Wednesday, December 15, 2010

This will never get old. The Recording Academy began handing out a Grammy Award for best Cajun/zydeco record just a few years ago, and, as expected, the category has been dominated by local artists, as it should be.
The latest nominees — Chubby Carrier, Feufollet, D.L. Menard, The Pine Leaf Boys and Cedric Watson — represent a mix of old and young, traditional and contemporary, black and white. Establishing the category was long overdue — Louisiana indigenous artists used to compete in the folk category against polka bands and such — but we’re glad to have it and proud that Acadiana talent routinely dominates the category. (New Orleans has a ton of Cajun/zydeco bands and California has its fair share, too.) It just feels right that someone who lives west of the Atchafalaya Basin, east of the Sabine Pass and south of Alexandria walks away with the gold-gilded gramophone. To the nominees: Good luck and Godspeed.

The state Board of Elementary and Secondary Education last week voted to establish a grade system for public schools. It’s a worthy effort to help parents gain a better understanding of how their children’s schools are performing since the A-F system, similar to a student report card, is more familiar than the school performance scores used heretofore. But applying that grade system to Lafayette Parish schools, we get a stark reminder of just how far we have to go as a parish to ensure our future prosperity. Only one school in the parish — N.P. Moss Middle, earns an F, but 15 earn a D. That’s 16 of the parish’s 39 public schools, or 41 percent, performing below average. Three of the five high schools in the parish — Acadiana, Carencro and Northside — earn a D; Comeaux High merits and C and Lafayette High a B. On the bright side, six schools scored an A, but as expected, the distribution of our below-average public schools mirrors demographics in the parish, with inner city and rural, north/west schools performing poorer than those on the south and east of the parish.

Speaking of BESE, Dale Bayard, the District 7 (southwest Louisiana, including Lafayette) rep on the board, is immune to reason, impervious to science and susceptible to charlatans. Bayard proved his couillon mettle last week when he not once but twice voted against proposed science textbooks for Louisiana public high schools, buying hook, line and sinker Louisiana Family Forum’s spurious argument that the books — mainstream, peer-reviewed, up-to-date, standard curricula — treat Darwin’s theory of natural selection and the science of evolution that springs from it as matter-of-factly true.

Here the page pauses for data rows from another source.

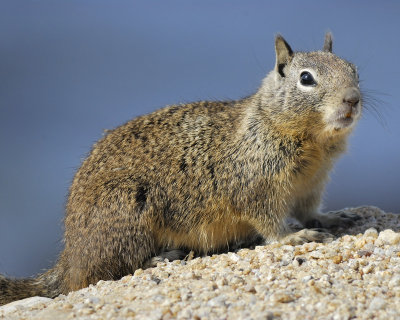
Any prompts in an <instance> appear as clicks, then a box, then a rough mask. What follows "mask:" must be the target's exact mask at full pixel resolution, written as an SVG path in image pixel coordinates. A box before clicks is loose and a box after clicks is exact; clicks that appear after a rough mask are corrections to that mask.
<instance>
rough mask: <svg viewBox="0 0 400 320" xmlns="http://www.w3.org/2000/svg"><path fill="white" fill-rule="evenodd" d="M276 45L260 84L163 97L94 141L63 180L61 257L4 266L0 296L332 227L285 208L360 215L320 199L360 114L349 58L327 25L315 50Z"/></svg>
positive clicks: (330, 220) (121, 272)
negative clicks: (16, 268)
mask: <svg viewBox="0 0 400 320" xmlns="http://www.w3.org/2000/svg"><path fill="white" fill-rule="evenodd" d="M275 51H276V64H275V68H274V70H272V71H271V72H270V73H269V74H268V75H267V77H266V78H265V79H264V80H263V82H262V85H261V87H260V88H259V89H258V90H257V92H256V93H255V94H253V95H251V96H249V97H246V98H244V99H241V100H237V101H200V102H195V103H189V104H185V105H174V106H167V107H165V108H163V109H161V110H158V111H156V112H153V113H151V114H148V115H145V116H141V117H138V118H136V119H133V120H131V121H129V122H128V123H126V124H124V125H122V126H120V127H118V128H116V129H114V130H112V131H110V132H108V133H107V134H106V135H105V137H103V138H102V139H101V140H100V141H99V142H97V143H96V144H95V145H94V147H93V149H92V151H91V153H90V155H89V156H88V157H87V159H86V160H85V161H84V162H83V164H82V166H81V167H80V169H79V170H78V172H77V173H76V175H75V177H74V180H73V183H72V186H71V188H70V190H69V198H68V203H67V207H66V216H65V238H64V240H65V248H64V251H63V252H62V253H61V255H60V257H59V259H58V262H57V263H56V265H55V266H54V268H53V269H51V270H49V271H47V272H46V273H44V274H42V275H39V276H38V277H37V278H32V279H20V280H18V279H16V280H14V279H8V278H5V277H4V276H0V305H1V304H5V303H8V302H10V301H13V300H16V299H21V298H26V297H29V296H34V295H41V296H48V297H55V296H57V295H58V294H60V293H64V294H66V293H68V292H69V291H72V290H77V289H80V288H83V287H86V286H88V285H89V284H92V283H96V282H97V281H99V280H109V279H119V278H120V277H122V276H124V275H127V274H131V273H133V272H134V271H135V270H136V269H138V268H141V267H143V266H145V265H148V264H149V263H150V264H151V261H154V260H152V258H153V257H165V256H167V257H169V258H174V257H178V256H179V254H180V252H181V251H180V250H187V249H188V250H193V251H195V252H198V253H200V254H206V253H210V252H216V251H218V250H222V249H227V248H229V246H232V245H235V244H237V243H238V242H240V241H244V240H246V239H251V238H252V237H254V236H256V235H260V236H262V237H263V239H265V240H266V241H269V240H277V239H278V240H279V239H282V241H286V242H289V243H292V244H299V243H303V242H307V241H325V240H326V239H327V238H329V237H331V235H330V234H329V233H327V232H324V230H323V229H315V228H314V229H303V230H301V231H299V232H291V231H290V230H289V229H288V227H286V225H285V220H286V218H287V217H289V216H292V217H295V218H297V219H298V220H299V221H300V222H301V223H302V224H303V225H304V226H306V227H317V228H321V227H330V226H332V225H338V224H348V223H350V222H351V221H352V220H354V219H357V218H358V216H356V215H352V214H349V213H343V212H342V213H328V214H321V213H320V212H319V209H318V208H319V205H320V200H321V193H322V192H323V189H324V185H325V184H326V181H327V178H328V171H329V170H330V169H331V167H332V164H333V162H334V160H335V159H336V158H337V157H338V156H339V155H340V154H341V153H343V152H344V150H345V148H346V140H347V137H348V135H349V133H350V132H351V130H352V129H353V127H354V124H355V123H356V121H357V120H358V119H359V117H360V114H361V100H362V97H361V94H360V89H359V82H358V75H357V70H356V67H355V66H354V65H353V64H351V63H349V62H347V61H345V60H343V59H340V58H338V57H337V56H336V55H334V54H333V53H332V38H331V35H330V34H329V33H328V34H327V35H326V36H325V43H324V46H323V50H322V51H314V52H293V51H292V49H291V48H290V46H289V45H288V44H287V42H286V41H285V40H284V39H283V37H282V36H280V35H278V36H277V37H276V39H275ZM153 259H154V258H153Z"/></svg>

LFF wants Intelligent Design — the pseudo-science concocted by creationists to do an end run around the Constitution — taught alongside evolution, and Bayard did their bidding; he was the lone naysayer to vote against the books in committee on Tuesday and one of just two on the full board to vote against them on Thursday. Fortunately for our children — and thanks to a vocal cadre of professors, high school biology teachers, students and even pastors — reason prevailed. Give ’em hell, er, heaven, Dale!